Sparse arrays is a mathematical abstraction that completely ignores the implementation details. Formally, they are any matrix that has "many" zeros (or null) values. The practical problem is that most useful optimizations around sparse arrays require closely matching implementation details against the problem to be solved. With sparse arrays, implementation details are killers.
For instance, suppose the standard solution is adopted. The sparse array will be organized as an array of linked lists representing the rows, with each row containing another linked list that contains the individual data values. What happens if you want to do a matrix multiply? A matrix multiply requires a column by row lookup and a row by column lookup. One will be an O(1) lookup, and the other will be a O(n^2) lookup. This makes a full matrix multiply an O(n^5) operation, and memory is the least of everyone's worries.

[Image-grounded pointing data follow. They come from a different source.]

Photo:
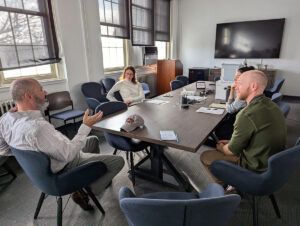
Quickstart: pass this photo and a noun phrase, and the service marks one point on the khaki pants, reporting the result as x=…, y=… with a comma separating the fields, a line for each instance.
x=91, y=152
x=208, y=157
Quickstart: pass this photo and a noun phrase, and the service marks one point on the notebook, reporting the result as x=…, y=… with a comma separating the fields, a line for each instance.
x=214, y=111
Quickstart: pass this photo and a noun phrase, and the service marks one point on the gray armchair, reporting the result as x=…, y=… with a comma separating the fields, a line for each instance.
x=211, y=207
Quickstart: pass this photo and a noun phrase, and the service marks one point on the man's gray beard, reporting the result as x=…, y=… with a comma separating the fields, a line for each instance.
x=43, y=106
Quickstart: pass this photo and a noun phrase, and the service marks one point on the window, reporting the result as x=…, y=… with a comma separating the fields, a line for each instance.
x=27, y=39
x=114, y=19
x=113, y=53
x=162, y=50
x=142, y=22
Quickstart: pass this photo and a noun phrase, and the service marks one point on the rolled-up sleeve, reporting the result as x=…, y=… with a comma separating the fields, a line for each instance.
x=243, y=130
x=58, y=146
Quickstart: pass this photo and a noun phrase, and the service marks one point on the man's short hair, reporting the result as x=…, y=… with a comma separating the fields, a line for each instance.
x=19, y=87
x=258, y=76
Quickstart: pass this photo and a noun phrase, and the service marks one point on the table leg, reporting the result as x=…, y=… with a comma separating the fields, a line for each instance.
x=156, y=172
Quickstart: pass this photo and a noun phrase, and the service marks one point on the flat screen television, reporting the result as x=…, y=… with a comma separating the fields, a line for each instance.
x=250, y=39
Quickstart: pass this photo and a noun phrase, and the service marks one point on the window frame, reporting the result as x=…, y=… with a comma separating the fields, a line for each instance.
x=125, y=51
x=49, y=33
x=50, y=76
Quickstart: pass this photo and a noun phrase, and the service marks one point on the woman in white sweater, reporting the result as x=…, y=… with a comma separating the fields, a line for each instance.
x=128, y=86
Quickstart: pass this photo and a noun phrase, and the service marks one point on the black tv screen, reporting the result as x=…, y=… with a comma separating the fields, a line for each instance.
x=251, y=39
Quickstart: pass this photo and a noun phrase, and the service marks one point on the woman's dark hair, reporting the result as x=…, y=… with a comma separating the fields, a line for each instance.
x=244, y=69
x=134, y=78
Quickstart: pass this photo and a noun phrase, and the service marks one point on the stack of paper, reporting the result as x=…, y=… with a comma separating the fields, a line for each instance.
x=214, y=105
x=196, y=98
x=214, y=111
x=168, y=135
x=155, y=101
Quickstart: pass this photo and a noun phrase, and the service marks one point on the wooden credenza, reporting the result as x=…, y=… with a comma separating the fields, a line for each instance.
x=167, y=70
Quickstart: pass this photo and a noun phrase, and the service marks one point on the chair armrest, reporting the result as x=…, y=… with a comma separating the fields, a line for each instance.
x=80, y=177
x=92, y=102
x=125, y=192
x=212, y=191
x=298, y=141
x=237, y=176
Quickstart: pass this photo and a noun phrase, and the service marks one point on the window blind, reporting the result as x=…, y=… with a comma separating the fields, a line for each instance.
x=142, y=22
x=114, y=18
x=27, y=34
x=162, y=20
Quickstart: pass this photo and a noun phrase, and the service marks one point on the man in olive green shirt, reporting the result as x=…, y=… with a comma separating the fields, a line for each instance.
x=259, y=129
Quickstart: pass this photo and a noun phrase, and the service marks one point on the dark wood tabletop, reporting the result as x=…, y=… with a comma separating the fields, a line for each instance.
x=192, y=128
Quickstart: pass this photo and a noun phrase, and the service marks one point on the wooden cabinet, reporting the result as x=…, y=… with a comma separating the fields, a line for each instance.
x=167, y=70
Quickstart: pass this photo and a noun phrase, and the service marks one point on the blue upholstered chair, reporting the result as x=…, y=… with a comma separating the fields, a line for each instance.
x=37, y=167
x=182, y=78
x=275, y=89
x=284, y=107
x=146, y=88
x=176, y=84
x=217, y=78
x=280, y=167
x=119, y=142
x=211, y=207
x=277, y=97
x=107, y=84
x=92, y=92
x=62, y=100
x=9, y=171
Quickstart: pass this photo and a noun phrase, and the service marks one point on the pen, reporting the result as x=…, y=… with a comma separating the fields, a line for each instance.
x=177, y=140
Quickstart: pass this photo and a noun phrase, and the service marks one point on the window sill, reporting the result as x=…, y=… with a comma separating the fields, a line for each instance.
x=5, y=88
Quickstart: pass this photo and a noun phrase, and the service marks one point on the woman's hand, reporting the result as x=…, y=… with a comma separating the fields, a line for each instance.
x=91, y=120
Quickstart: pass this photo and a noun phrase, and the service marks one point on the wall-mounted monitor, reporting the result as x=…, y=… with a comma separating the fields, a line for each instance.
x=250, y=39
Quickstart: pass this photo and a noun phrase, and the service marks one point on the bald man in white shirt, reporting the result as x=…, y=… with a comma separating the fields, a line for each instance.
x=25, y=128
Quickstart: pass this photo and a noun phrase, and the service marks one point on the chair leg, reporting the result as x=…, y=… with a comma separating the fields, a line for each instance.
x=254, y=209
x=274, y=203
x=93, y=197
x=132, y=168
x=115, y=151
x=40, y=203
x=8, y=169
x=59, y=211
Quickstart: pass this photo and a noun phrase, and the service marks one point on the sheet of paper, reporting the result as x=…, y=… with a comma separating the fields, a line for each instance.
x=155, y=101
x=168, y=135
x=196, y=98
x=214, y=105
x=214, y=111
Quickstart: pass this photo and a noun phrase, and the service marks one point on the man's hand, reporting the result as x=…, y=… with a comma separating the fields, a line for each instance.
x=14, y=109
x=220, y=147
x=91, y=120
x=233, y=85
x=223, y=142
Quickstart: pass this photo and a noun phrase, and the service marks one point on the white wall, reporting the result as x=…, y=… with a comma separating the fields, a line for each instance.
x=198, y=19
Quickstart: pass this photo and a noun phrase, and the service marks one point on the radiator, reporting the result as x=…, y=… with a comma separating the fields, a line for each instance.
x=5, y=105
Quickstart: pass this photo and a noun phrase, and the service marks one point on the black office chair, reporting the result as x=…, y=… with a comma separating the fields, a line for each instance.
x=146, y=88
x=176, y=84
x=284, y=107
x=275, y=89
x=62, y=100
x=119, y=142
x=182, y=78
x=92, y=92
x=37, y=167
x=280, y=167
x=277, y=97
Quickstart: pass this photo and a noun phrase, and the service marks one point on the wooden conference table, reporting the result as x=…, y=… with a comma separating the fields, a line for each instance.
x=191, y=127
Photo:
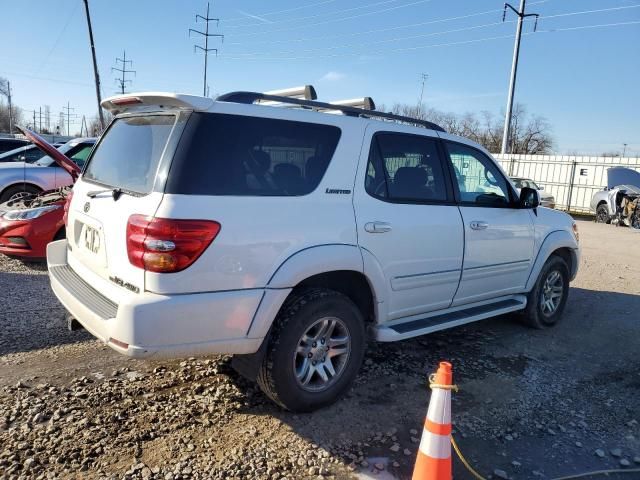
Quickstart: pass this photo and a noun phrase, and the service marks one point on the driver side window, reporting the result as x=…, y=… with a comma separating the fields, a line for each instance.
x=479, y=179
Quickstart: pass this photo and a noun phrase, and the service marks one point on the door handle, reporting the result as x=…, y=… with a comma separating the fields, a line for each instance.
x=377, y=227
x=479, y=225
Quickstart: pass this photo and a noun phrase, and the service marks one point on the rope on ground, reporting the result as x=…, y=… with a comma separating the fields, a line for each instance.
x=477, y=476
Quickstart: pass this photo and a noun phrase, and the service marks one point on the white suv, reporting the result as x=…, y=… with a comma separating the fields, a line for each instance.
x=289, y=237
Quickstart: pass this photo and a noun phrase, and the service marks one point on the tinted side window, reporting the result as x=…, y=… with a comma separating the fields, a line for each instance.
x=130, y=151
x=405, y=167
x=479, y=179
x=238, y=155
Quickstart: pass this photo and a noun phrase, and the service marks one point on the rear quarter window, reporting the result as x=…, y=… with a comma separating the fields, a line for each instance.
x=128, y=155
x=223, y=154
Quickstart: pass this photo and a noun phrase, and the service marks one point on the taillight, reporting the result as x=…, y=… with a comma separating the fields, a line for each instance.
x=67, y=205
x=167, y=245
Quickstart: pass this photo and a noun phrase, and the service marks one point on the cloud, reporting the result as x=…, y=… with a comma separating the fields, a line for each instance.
x=332, y=76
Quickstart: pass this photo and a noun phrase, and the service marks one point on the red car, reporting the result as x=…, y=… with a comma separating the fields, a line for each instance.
x=29, y=223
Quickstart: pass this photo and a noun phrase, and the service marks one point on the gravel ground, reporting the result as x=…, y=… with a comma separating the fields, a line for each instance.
x=533, y=404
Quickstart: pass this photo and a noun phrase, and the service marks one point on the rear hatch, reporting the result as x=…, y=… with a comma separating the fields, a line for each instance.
x=121, y=178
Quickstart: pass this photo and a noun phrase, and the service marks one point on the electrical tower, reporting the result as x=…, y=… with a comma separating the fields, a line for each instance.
x=206, y=48
x=123, y=71
x=68, y=115
x=514, y=67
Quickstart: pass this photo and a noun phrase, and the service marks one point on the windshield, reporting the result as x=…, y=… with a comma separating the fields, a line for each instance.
x=525, y=182
x=16, y=151
x=129, y=154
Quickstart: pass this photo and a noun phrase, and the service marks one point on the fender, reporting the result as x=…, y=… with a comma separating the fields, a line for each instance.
x=552, y=242
x=375, y=275
x=314, y=260
x=296, y=268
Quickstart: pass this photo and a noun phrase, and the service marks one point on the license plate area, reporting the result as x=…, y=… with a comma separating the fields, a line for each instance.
x=89, y=240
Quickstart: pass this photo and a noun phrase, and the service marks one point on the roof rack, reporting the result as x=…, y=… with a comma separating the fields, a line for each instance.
x=252, y=97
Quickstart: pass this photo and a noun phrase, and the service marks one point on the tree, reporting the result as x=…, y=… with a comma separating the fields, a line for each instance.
x=529, y=134
x=7, y=119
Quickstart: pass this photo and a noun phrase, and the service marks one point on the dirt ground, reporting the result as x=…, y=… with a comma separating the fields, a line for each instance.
x=532, y=403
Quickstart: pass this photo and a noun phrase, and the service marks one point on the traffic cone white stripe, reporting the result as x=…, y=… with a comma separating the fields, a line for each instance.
x=435, y=446
x=440, y=407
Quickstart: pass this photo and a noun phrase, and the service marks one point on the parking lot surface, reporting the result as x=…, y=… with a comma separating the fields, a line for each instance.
x=532, y=403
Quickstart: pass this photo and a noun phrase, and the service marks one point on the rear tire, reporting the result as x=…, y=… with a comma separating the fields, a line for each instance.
x=16, y=190
x=547, y=299
x=602, y=214
x=314, y=352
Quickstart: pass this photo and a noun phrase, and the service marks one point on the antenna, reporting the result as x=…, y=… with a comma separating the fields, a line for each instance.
x=123, y=81
x=206, y=48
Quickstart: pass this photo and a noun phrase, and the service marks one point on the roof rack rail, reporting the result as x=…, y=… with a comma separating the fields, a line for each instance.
x=252, y=97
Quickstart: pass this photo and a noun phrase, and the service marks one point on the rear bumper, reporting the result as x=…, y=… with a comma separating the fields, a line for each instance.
x=148, y=325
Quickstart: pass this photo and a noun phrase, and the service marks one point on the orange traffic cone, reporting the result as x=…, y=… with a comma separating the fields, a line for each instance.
x=434, y=455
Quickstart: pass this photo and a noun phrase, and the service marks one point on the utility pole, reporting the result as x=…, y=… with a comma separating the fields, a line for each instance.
x=514, y=67
x=47, y=117
x=95, y=63
x=122, y=81
x=68, y=115
x=424, y=79
x=5, y=89
x=206, y=48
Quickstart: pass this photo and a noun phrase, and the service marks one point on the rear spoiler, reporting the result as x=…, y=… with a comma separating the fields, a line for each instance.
x=150, y=100
x=60, y=158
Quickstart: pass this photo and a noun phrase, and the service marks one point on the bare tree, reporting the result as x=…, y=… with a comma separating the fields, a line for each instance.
x=529, y=135
x=7, y=118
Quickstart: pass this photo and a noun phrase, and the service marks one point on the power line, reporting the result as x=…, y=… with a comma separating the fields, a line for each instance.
x=317, y=15
x=341, y=19
x=206, y=48
x=379, y=42
x=430, y=22
x=58, y=38
x=123, y=71
x=420, y=47
x=301, y=7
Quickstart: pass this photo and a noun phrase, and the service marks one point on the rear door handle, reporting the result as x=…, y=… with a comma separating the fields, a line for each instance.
x=377, y=227
x=479, y=225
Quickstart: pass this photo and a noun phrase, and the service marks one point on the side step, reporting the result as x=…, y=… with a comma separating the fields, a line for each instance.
x=450, y=318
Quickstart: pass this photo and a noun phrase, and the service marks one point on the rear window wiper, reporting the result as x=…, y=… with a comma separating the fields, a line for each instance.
x=115, y=193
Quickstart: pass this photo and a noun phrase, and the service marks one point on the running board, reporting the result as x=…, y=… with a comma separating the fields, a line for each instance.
x=451, y=318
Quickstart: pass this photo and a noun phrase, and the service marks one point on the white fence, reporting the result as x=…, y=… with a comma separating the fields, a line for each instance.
x=572, y=180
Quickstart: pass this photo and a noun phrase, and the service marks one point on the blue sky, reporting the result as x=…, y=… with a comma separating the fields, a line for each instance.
x=585, y=81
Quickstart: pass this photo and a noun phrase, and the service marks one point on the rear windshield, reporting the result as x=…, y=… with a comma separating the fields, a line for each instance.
x=128, y=155
x=238, y=155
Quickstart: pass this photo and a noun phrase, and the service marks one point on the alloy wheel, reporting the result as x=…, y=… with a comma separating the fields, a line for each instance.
x=322, y=354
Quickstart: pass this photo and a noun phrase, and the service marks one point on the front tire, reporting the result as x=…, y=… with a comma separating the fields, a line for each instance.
x=547, y=299
x=315, y=350
x=602, y=214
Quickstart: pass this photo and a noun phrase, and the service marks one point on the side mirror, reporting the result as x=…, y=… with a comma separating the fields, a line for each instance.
x=529, y=198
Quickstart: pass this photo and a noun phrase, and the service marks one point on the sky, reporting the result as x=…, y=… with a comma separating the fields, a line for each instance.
x=580, y=69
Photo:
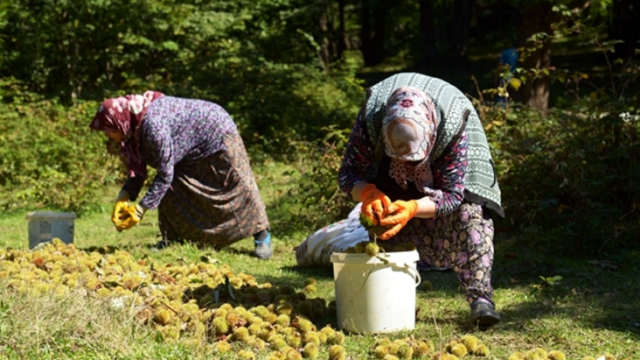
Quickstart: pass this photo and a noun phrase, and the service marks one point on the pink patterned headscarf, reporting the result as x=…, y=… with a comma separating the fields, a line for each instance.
x=410, y=130
x=125, y=114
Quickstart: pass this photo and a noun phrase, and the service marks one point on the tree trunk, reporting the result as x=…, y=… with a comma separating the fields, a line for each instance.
x=343, y=40
x=428, y=48
x=462, y=10
x=372, y=31
x=626, y=14
x=537, y=18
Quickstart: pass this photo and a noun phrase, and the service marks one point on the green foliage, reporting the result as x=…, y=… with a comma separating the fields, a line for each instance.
x=320, y=199
x=49, y=159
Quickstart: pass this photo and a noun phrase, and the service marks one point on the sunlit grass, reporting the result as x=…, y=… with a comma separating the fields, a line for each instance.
x=593, y=310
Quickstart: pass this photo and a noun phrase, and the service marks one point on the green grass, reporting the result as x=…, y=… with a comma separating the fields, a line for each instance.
x=594, y=309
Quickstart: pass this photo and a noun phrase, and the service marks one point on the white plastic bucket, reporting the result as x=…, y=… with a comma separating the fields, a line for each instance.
x=376, y=294
x=44, y=226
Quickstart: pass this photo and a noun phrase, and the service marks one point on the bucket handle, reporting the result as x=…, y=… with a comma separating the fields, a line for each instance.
x=415, y=273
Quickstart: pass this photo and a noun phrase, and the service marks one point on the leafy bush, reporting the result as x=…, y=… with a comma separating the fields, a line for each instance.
x=319, y=198
x=49, y=158
x=570, y=180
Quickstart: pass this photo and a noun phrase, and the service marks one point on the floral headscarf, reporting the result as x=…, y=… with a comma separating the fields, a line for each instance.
x=125, y=114
x=410, y=130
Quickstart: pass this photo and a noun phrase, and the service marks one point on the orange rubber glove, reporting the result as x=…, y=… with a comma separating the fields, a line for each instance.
x=401, y=212
x=132, y=215
x=119, y=210
x=374, y=203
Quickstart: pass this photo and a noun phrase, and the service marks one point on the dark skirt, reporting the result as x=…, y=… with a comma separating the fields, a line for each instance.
x=213, y=201
x=462, y=241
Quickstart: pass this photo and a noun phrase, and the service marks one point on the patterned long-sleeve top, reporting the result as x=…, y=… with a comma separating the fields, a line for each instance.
x=177, y=130
x=448, y=170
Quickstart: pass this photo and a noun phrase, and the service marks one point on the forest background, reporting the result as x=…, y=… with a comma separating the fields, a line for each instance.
x=292, y=74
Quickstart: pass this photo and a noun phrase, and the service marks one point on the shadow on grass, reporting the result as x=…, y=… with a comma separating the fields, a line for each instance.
x=596, y=294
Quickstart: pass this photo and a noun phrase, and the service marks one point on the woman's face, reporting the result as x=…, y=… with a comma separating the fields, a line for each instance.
x=114, y=135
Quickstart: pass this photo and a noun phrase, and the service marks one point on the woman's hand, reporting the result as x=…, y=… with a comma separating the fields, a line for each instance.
x=400, y=213
x=119, y=209
x=375, y=203
x=131, y=215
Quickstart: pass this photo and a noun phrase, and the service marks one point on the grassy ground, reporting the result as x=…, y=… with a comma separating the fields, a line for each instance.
x=592, y=310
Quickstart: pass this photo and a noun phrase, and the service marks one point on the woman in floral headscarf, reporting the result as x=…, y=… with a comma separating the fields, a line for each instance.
x=204, y=188
x=419, y=163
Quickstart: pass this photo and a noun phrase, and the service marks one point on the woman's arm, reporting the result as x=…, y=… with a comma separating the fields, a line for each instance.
x=158, y=148
x=448, y=175
x=357, y=160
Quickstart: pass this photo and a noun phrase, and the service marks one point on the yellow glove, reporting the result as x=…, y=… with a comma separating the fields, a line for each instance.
x=119, y=213
x=374, y=203
x=401, y=213
x=132, y=215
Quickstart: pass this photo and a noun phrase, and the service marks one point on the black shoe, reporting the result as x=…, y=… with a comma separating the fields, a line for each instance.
x=483, y=314
x=161, y=245
x=263, y=248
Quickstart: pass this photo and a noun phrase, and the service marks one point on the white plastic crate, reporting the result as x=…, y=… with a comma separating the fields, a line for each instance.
x=44, y=226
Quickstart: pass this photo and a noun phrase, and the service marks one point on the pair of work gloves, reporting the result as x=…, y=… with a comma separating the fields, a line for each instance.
x=394, y=215
x=125, y=215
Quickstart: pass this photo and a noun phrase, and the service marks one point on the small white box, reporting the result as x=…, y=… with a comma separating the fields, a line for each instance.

To optimize the code, it is necessary to look closely at how the matrix will be built and used. However, as soon as that starts happening, the matrix multiply decomposes into a bunch of specialized matrix operations. At this point, the abstraction starts falling apart.
a) Assume the multiplication involves a diagonal matrix. Then the optimum solution is to store the diagonal matrix as a 1xn matrix, and specialize the matrix code. This was the favoured approach from numerical methods in C and Fortran.
b) Assume the multiplication involves a tridiagonal matrix. Then the optimum solution is to store the tridiagonal matrix as a 3xn matrix, and specialize the matrix code. Again, see numerical methods in C and Fortran, or just about any good matrix library.
c) Assume the matrix operation involves a "control-systems" style matrix. One populated row, followed by a diagonal series of rows with one or two elements. The optimum solution is to develop specialized code. For most control systems problems, this matrix never changes.
d) Control systems often have a compact matrix representation involving a series of matrix multiplies. However, if the matrix multiplies are analysed, they become a much simpler sequence of equations that can often be executed in O(n^2) time instead of the longer O(n^3) time of the matrix multiplies. As such, develop specialized code. Both MatLab and Mathematica have functions where numerical operations can be broken down into there constituent formulas and saved as "C" code.
e) Assume we really need to frequently multiply a truly sparse array. Then build two sets of linked lists, one organized by row/column and another organized by column/row. Then both the row and column lookups can be done as an O(1) operation. The matrix multiply is a O(n^3) operation.
f) Just because the inputs to a matrix operation are sparse, doesn't mean the output array is sparse. I'm thinking of Singular Value Decomposition, some matrix multiplies, matrix inverses, matrix pseudo-inverses, and covariance matrices. Also, some matrices that appear in Quantum physics. In this case, matrix operations need to be further specialized to deal with creating non-sparse matrices from sparse-matrices. Additionally, some matrices may need to be rounded to sparse, even though they may be fully populated, like some covariance matrices.
In the end, sparse matrices are simply a descriptive term for a bunch of application-specific optimizations. Sparse matrices devolve into numerical optimizations that no-one cares about unless they are looking at an application that requires the specific numerical optimization. I'm not surprised high-school CS coders don't "understand" them.